They both are pretty good coaches who have followed similar paths. Former players (Mack at Xavier, Miller at Pittsburgh) and former assistants at Xavier.

Thursday’s game at the Staples Center is the second consecutive mentor-vs-student game Miller will be involved in, only this time the roles are reversed. Last week in the Round of 32, Miller’s Wildcats defeated Ohio State, coached by Miller’s former boss at Xavier, Thad Matta. Arizona’s victory was Miller’s first over Matta in three tries.

Miller and Mack are part of an impressive run of coaches who made their mark at the Cincinnati school, which has established itself as a mini basketball dynasty.

Pete Gillen, the late Skip Prosser and Matta all preceded Miller and Mack.

"Guys like Skip Prosser, Thad Matta, and Sean carried the torch and simply elevated the program to new heights," Mack said. "Our fan base has come to expect getting to the NCAA tournament, and that’s not (all) acceptable, but to advance . . . it’s a hefty bar at Xavier."

Xavier is playing in its third Sweet 16 in six years under Mack’s guidance, following one Elite Eight and one Sweet 16 in five years under Miller.

"If anybody thought that trajectory was going to stop in terms of Xavier continuing to elevate itself in the world of college basketball they’re obviously wrong," Miller said. "I’m proud just looking at where their program is. It’s done nothing but just increase and get better."

That’s also the case with Arizona, which is in its fourth Sweet 16 in six years under Miller. Since 2008, Xavier and UA are two of nine schools that have reached the Sweet 16 at least five times. Xavier has reached the Elite Eight twice, but never a Final Four.
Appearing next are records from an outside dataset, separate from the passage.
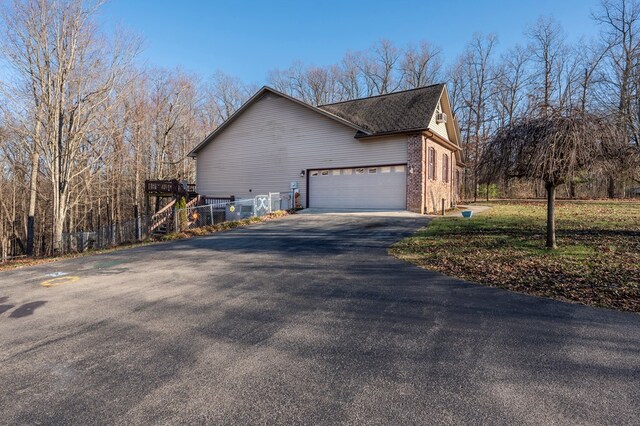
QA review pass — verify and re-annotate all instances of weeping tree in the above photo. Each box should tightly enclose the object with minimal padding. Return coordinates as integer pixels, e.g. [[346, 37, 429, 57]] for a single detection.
[[481, 113, 624, 249]]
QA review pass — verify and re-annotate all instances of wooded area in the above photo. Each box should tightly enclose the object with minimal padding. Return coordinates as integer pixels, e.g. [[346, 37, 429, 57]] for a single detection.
[[0, 0, 640, 259]]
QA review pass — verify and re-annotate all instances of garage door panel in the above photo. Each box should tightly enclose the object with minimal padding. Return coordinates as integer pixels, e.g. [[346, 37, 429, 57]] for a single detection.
[[309, 166, 407, 210]]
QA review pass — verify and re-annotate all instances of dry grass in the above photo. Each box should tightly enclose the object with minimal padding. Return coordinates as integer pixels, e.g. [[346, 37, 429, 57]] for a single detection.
[[390, 202, 640, 312]]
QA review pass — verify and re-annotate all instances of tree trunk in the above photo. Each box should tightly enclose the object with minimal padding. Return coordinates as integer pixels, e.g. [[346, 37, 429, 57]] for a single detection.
[[27, 151, 40, 256], [545, 182, 557, 250], [607, 175, 616, 198]]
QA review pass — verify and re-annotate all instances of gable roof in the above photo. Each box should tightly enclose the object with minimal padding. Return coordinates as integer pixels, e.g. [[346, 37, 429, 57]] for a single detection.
[[318, 84, 445, 136], [188, 83, 459, 157], [187, 86, 369, 157]]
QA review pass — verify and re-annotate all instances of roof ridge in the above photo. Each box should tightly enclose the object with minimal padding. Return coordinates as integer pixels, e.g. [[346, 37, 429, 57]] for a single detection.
[[316, 83, 445, 108]]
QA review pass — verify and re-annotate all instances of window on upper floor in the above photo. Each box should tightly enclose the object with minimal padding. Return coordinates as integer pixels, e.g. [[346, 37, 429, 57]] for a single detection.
[[428, 148, 437, 180], [442, 154, 449, 183]]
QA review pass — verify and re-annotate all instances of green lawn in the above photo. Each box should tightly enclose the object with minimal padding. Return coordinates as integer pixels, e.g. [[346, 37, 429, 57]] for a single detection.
[[390, 201, 640, 312]]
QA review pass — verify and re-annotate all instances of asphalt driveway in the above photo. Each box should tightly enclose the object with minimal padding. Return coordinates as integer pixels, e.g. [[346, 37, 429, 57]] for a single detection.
[[0, 214, 640, 425]]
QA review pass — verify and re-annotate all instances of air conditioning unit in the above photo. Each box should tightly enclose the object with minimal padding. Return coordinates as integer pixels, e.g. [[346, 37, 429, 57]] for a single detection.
[[436, 112, 447, 124]]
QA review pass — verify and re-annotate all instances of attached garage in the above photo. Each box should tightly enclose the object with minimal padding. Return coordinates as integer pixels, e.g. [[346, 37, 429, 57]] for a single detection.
[[309, 164, 407, 210]]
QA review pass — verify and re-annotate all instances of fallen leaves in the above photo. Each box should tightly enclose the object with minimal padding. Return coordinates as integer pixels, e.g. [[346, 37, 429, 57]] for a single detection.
[[390, 202, 640, 312]]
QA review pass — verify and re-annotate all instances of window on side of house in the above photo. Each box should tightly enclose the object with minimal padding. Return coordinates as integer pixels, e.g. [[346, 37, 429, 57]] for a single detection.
[[442, 154, 449, 183], [428, 148, 437, 180]]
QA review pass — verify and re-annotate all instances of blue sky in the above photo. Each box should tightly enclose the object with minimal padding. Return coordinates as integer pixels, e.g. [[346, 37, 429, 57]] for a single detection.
[[101, 0, 599, 85]]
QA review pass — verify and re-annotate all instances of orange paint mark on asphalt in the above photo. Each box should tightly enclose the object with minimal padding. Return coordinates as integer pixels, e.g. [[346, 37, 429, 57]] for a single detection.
[[40, 275, 80, 287]]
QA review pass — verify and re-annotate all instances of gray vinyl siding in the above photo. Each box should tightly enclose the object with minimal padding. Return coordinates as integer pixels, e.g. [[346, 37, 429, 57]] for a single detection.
[[196, 93, 407, 205]]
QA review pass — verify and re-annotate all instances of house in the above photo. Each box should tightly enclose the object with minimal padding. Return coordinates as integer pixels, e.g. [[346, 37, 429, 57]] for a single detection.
[[189, 84, 464, 213]]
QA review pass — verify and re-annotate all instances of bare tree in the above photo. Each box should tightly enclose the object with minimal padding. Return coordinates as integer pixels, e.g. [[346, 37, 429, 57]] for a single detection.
[[0, 0, 133, 251], [206, 71, 253, 120], [482, 113, 623, 249], [593, 0, 640, 198], [527, 16, 567, 115], [400, 41, 442, 89]]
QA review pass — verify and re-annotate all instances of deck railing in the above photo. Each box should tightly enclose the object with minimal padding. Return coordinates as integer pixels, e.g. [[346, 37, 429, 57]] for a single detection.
[[144, 179, 196, 195]]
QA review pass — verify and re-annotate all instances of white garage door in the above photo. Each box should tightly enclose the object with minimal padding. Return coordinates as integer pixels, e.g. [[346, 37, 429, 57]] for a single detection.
[[309, 165, 407, 210]]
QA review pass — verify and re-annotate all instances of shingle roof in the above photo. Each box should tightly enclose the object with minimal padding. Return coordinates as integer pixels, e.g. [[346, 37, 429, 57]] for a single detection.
[[318, 84, 444, 134]]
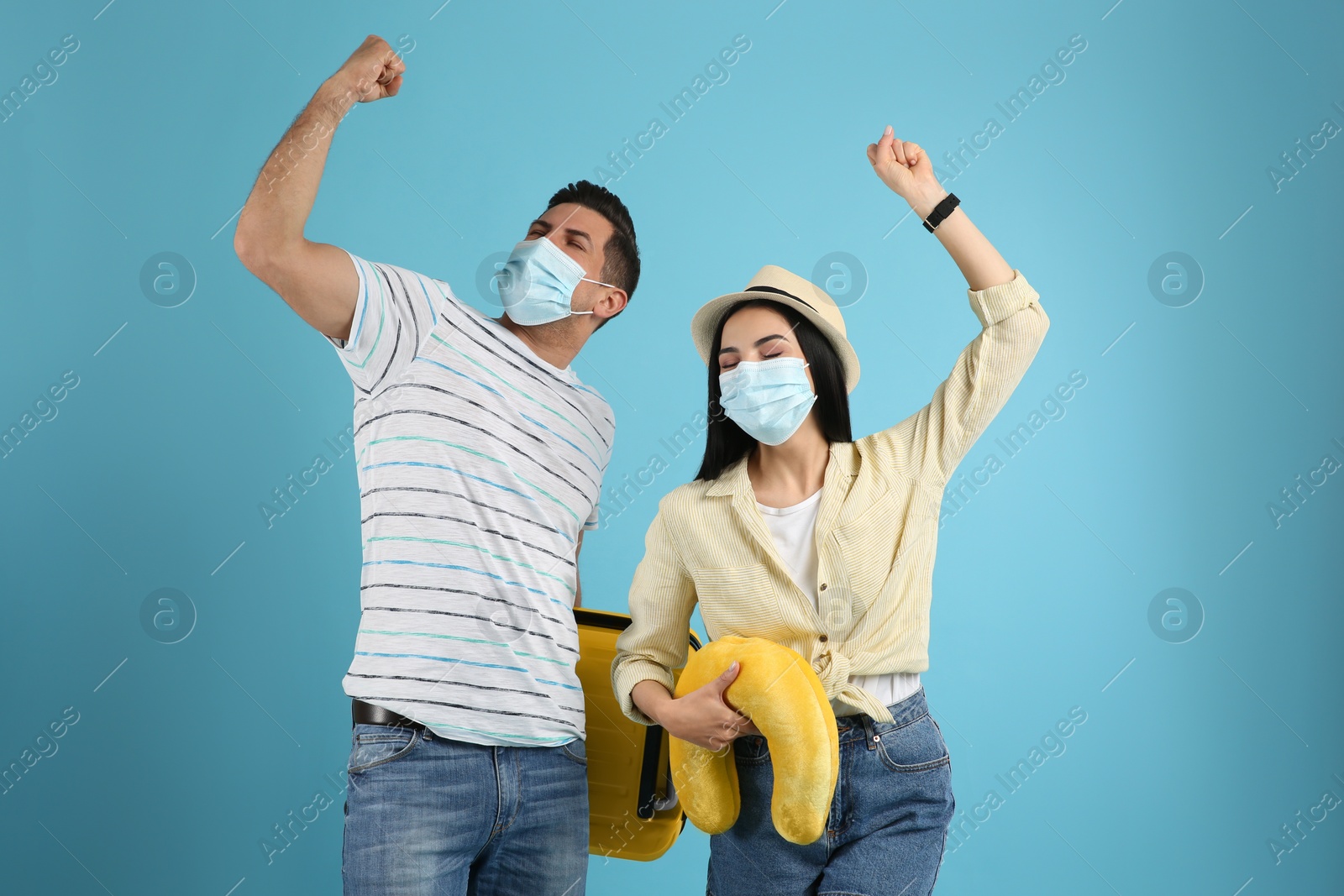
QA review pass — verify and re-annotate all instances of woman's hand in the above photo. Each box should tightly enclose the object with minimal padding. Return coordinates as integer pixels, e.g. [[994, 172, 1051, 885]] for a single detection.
[[869, 125, 948, 217], [659, 661, 761, 752]]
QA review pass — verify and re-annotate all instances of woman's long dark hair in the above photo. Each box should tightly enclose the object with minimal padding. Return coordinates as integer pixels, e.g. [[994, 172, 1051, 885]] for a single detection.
[[695, 298, 853, 479]]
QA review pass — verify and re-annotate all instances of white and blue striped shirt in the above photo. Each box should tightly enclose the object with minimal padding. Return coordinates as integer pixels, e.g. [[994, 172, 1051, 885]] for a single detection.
[[328, 253, 616, 746]]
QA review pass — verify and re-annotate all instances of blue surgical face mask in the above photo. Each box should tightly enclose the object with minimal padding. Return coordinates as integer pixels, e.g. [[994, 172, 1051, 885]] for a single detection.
[[719, 358, 817, 445], [499, 237, 616, 327]]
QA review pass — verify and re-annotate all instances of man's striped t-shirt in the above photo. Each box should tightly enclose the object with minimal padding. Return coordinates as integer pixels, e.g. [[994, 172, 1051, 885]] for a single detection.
[[328, 253, 616, 746]]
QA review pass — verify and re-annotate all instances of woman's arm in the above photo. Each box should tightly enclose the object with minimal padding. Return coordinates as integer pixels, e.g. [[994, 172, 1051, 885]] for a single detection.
[[612, 504, 761, 750], [869, 128, 1050, 489], [869, 125, 1013, 291]]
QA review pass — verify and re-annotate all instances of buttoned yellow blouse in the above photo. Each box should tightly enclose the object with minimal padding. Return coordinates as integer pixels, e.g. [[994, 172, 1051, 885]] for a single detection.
[[612, 269, 1050, 726]]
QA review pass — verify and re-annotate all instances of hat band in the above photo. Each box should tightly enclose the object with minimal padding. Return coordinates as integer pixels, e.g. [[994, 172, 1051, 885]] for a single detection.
[[742, 286, 820, 314]]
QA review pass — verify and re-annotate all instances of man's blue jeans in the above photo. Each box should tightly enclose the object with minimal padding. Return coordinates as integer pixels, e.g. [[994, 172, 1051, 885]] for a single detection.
[[341, 723, 589, 896], [706, 688, 957, 896]]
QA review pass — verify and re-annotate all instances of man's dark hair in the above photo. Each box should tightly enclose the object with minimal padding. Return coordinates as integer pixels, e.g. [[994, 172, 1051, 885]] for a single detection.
[[546, 180, 640, 329], [695, 298, 853, 479]]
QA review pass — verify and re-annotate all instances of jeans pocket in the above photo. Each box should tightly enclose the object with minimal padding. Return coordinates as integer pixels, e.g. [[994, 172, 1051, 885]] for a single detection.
[[872, 712, 952, 773], [560, 737, 587, 768], [732, 735, 770, 766], [345, 721, 422, 773]]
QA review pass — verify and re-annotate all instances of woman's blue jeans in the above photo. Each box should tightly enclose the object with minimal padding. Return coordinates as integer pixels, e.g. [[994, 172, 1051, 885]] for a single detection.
[[706, 688, 956, 896], [341, 723, 589, 896]]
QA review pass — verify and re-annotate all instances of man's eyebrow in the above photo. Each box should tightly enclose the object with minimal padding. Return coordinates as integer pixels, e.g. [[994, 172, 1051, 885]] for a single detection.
[[719, 333, 788, 354], [564, 227, 593, 246], [528, 217, 593, 247]]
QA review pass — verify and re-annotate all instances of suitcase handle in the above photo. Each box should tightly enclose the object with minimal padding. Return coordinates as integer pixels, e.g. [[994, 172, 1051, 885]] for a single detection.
[[634, 726, 672, 820]]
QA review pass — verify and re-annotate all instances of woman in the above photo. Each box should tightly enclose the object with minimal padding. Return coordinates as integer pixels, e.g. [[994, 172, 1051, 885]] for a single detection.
[[612, 126, 1050, 896]]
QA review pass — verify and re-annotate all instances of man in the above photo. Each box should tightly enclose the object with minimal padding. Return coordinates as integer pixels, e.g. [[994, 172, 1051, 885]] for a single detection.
[[234, 35, 640, 896]]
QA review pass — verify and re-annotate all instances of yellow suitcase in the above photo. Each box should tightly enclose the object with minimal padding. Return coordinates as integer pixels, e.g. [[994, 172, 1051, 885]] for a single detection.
[[574, 607, 701, 861]]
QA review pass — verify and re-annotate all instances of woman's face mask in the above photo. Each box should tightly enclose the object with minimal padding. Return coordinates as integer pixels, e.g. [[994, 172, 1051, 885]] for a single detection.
[[719, 358, 817, 445], [499, 237, 617, 327]]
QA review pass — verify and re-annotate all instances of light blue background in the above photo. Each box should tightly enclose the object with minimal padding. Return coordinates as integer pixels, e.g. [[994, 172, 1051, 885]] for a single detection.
[[0, 0, 1344, 896]]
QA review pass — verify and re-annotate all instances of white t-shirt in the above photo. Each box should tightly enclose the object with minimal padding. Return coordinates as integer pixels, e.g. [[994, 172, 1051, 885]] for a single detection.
[[329, 255, 614, 747], [757, 489, 919, 716]]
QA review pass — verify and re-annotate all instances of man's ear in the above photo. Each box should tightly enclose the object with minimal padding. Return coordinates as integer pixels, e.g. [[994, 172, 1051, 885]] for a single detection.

Fate — and the NCAA Selection committee — has brought them together. When the NCAA brackets were announced nearly two weeks ago, Miller mentioned one team he didn’t want to face was San Diego State, if only because UA has played them plenty over the last few years. Another could have been Dayton, where his brother Archie is the head coach. Another might as well have been Xavier, just so he didn’t have to answer questions about the matchup.

"Chris has done a great, great job," Miller said. "The hardest part for me, and I try not to think about it, is I coached a lot of players at Xavier … There are so many guys that I watched through (the) years give their heart and soul to make the program what it is. When I think of that, that is the hardest part."

As for Mack’s assertion that Miller needs to loosen up, Arizona assistant Damon Stoudamire said don’t hold your breath.

"He is what he is," Stoudamire said. "I don’t know what side he’s shown you guys, but the side I see is a very intense guy — it’s basketball 24/7."